Article by Colonel Nogov on July 28, 2015
Have you ever told a religious person’s kid that there is no god right in front of them? I have and I do. From the kids, I generally get a look of confusion. From the parents, I get something close to psychosis.
Religious parents get angry. Depending on the people’s loony level, they’ll politely tell me to not tell their kids these things up to screaming at me, acting belligerent, and threatening violence.
You may think that’s their right. But think about this. They tell my kid all the time that there IS a god. If I express my opinion, they become angry and even violent, but they think it’s perfectly okay to tell my kid their nonsense. That what they’re doing is good and right, so it’s okay. It’s not okay.
To those who I’ve just described, what you are is hypocrite dick.

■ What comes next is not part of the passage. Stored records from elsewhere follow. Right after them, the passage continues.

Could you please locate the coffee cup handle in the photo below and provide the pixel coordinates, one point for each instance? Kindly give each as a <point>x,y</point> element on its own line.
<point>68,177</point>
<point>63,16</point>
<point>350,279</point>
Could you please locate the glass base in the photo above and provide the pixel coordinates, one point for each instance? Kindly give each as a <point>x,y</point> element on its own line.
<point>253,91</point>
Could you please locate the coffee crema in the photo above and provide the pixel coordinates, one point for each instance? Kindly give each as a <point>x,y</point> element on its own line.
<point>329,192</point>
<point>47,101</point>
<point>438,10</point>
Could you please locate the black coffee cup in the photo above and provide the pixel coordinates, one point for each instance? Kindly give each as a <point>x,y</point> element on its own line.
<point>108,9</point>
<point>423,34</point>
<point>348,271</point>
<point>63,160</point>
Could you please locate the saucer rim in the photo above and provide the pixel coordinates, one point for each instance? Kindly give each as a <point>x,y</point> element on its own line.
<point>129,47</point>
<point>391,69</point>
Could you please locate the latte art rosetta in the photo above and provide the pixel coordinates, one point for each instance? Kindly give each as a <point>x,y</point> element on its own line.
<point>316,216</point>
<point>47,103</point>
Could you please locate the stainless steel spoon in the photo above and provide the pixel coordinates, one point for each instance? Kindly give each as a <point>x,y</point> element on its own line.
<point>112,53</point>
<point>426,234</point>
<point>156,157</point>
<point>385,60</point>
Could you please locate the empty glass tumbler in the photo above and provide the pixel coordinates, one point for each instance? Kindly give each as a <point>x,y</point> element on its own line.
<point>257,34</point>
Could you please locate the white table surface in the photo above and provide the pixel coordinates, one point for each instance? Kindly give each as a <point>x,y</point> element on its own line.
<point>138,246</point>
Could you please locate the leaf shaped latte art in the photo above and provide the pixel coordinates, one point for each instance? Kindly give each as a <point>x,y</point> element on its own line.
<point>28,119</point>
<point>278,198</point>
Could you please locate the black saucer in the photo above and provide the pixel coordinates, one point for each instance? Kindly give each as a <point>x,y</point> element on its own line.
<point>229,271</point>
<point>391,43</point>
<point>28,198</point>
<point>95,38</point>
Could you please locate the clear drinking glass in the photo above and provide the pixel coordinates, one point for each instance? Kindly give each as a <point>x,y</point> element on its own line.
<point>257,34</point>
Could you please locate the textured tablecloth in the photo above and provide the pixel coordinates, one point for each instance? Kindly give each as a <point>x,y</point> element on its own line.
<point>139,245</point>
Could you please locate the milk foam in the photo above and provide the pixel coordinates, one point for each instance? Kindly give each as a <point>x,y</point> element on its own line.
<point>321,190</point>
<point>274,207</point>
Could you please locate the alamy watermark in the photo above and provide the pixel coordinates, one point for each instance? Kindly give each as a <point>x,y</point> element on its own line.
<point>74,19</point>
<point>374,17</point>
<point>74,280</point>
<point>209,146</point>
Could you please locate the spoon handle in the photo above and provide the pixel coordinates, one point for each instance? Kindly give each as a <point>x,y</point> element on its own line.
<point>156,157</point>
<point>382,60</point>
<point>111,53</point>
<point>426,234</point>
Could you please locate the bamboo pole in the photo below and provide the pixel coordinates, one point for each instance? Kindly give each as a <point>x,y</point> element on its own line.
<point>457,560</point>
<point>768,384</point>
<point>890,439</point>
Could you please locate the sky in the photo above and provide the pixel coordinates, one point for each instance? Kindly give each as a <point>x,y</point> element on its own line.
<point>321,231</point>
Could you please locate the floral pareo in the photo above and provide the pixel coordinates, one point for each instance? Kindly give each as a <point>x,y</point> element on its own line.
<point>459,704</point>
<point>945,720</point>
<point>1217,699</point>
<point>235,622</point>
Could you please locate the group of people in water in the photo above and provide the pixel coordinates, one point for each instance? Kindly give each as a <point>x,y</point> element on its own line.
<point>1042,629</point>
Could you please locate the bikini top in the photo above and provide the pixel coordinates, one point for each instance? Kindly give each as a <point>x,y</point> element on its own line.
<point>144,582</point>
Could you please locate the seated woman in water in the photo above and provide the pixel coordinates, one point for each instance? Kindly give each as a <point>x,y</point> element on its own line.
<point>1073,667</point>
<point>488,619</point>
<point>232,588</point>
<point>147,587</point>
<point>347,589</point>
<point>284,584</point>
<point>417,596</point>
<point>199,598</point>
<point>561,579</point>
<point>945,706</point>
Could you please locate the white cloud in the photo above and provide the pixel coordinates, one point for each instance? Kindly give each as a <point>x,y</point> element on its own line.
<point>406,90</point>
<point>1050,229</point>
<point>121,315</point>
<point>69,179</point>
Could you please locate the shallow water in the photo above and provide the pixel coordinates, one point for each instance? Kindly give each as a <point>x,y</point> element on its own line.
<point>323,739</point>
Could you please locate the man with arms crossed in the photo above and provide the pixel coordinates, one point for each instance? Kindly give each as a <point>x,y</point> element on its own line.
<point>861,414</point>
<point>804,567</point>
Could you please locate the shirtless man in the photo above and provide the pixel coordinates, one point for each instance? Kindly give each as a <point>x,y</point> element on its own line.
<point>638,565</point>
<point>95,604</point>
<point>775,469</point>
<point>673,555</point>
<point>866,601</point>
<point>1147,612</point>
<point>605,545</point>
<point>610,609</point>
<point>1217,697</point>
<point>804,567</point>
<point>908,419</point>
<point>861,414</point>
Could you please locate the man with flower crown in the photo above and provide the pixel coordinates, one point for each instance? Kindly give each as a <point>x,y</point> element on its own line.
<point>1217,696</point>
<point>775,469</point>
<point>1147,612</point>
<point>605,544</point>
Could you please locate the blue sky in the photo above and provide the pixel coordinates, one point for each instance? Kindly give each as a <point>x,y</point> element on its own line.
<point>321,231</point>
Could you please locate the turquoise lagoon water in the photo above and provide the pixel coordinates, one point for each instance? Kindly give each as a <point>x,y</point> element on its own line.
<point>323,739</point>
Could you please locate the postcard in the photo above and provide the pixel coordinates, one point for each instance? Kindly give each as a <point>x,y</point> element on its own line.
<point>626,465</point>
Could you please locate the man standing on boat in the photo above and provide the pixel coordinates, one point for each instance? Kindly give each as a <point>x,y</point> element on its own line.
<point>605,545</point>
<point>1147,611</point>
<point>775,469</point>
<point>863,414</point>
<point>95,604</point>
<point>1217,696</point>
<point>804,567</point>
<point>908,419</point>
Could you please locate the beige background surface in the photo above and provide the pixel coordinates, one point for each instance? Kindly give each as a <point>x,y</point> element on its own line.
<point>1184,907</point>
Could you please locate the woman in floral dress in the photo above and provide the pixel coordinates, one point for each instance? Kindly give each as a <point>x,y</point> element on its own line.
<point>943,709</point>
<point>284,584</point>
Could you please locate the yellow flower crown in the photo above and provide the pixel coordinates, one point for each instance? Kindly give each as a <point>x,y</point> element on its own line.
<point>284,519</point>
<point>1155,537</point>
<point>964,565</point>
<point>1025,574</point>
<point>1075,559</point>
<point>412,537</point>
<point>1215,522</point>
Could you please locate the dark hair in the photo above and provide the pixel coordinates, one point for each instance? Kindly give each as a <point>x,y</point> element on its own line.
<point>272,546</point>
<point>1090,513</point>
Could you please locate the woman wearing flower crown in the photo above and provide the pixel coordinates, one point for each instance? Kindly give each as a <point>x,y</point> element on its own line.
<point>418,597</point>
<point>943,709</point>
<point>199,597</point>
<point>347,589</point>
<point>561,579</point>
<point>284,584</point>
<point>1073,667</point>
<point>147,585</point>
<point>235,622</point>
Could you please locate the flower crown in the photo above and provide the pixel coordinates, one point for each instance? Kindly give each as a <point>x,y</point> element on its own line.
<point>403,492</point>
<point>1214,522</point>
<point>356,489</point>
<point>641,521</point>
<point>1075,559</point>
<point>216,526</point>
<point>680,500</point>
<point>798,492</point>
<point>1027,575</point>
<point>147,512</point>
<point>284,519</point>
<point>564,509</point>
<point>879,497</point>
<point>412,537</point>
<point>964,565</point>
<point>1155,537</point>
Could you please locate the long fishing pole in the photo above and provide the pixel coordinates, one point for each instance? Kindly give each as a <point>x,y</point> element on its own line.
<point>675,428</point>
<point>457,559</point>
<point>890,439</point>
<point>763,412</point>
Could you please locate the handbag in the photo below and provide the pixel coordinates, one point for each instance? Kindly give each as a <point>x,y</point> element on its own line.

So I will be telling your kids there is no god. And you should thank me for it, so they don’t suffer the same fate as you.
But it brings up the question; why do they get angry?
You can pretty much tell how much truth is in someones belief by how angry they get when you question it.
That’s why religious people get angry when you question their beliefs. There is no truth in their beliefs. Deep down somewhere inside them they know it. That’s why they lash out. This is a common human trait. Lashing out at other people when you’re angry with yourself.
Often times religious people became religious because of some kind of trauma in their life. And there was the church with arms spread wide and the promise of peace and love and solitude. But that’s not the way of the church. The church uses guilt, shame, and fear. Further tormenting an already tortured and confused mind.
When people tell my daughter about god, I don’t become angry. I have taught her about religion. Once someone is taught the truth of something, you have no fear of the falsehoods. Rational people can recognize the falsehoods once they know the truth. The reverse is not true. Someone brainwashed into believing falsehoods and then exposed to the truth may recognize the truth and change their beliefs. It’s difficult because the brainwashing is powerful, but it can and does happen.
A metaphor for the above paragraph. Imagine teaching a child the world is flat. The child, being a child, doesn’t know any better so they believe what you tell them. It sure looks flat to them, so it must be true. But one day they are exposed to the truth. The world is round. Without a doubt. They may have trouble accepting it at first because their whole life they’ve believed the world was flat. But being exposed to the truth enough, they will, sooner or later, accept it. The opposite is not true. If a child is taught the truth first that the world is round. They know this without a debt. No amount of trying to convince them that the world is flat will have any effect on them, except they’ll think you’re a dingbat. Which you are.
When people question my anarchism or atheism, I do not become angry. I have found the peace that these people are so desperately searching for. I look at these people, the ones who become angry when questioning their beliefs or the ones who question mine, as I do a sick animal who doesn’t have the consciousness to recognize or understand their own sickness.
I pity them, but people cannot be helped until they are willing to face cold hard truths. Most cannot. They cling to the fairy tales spun by Holy men and Politicians.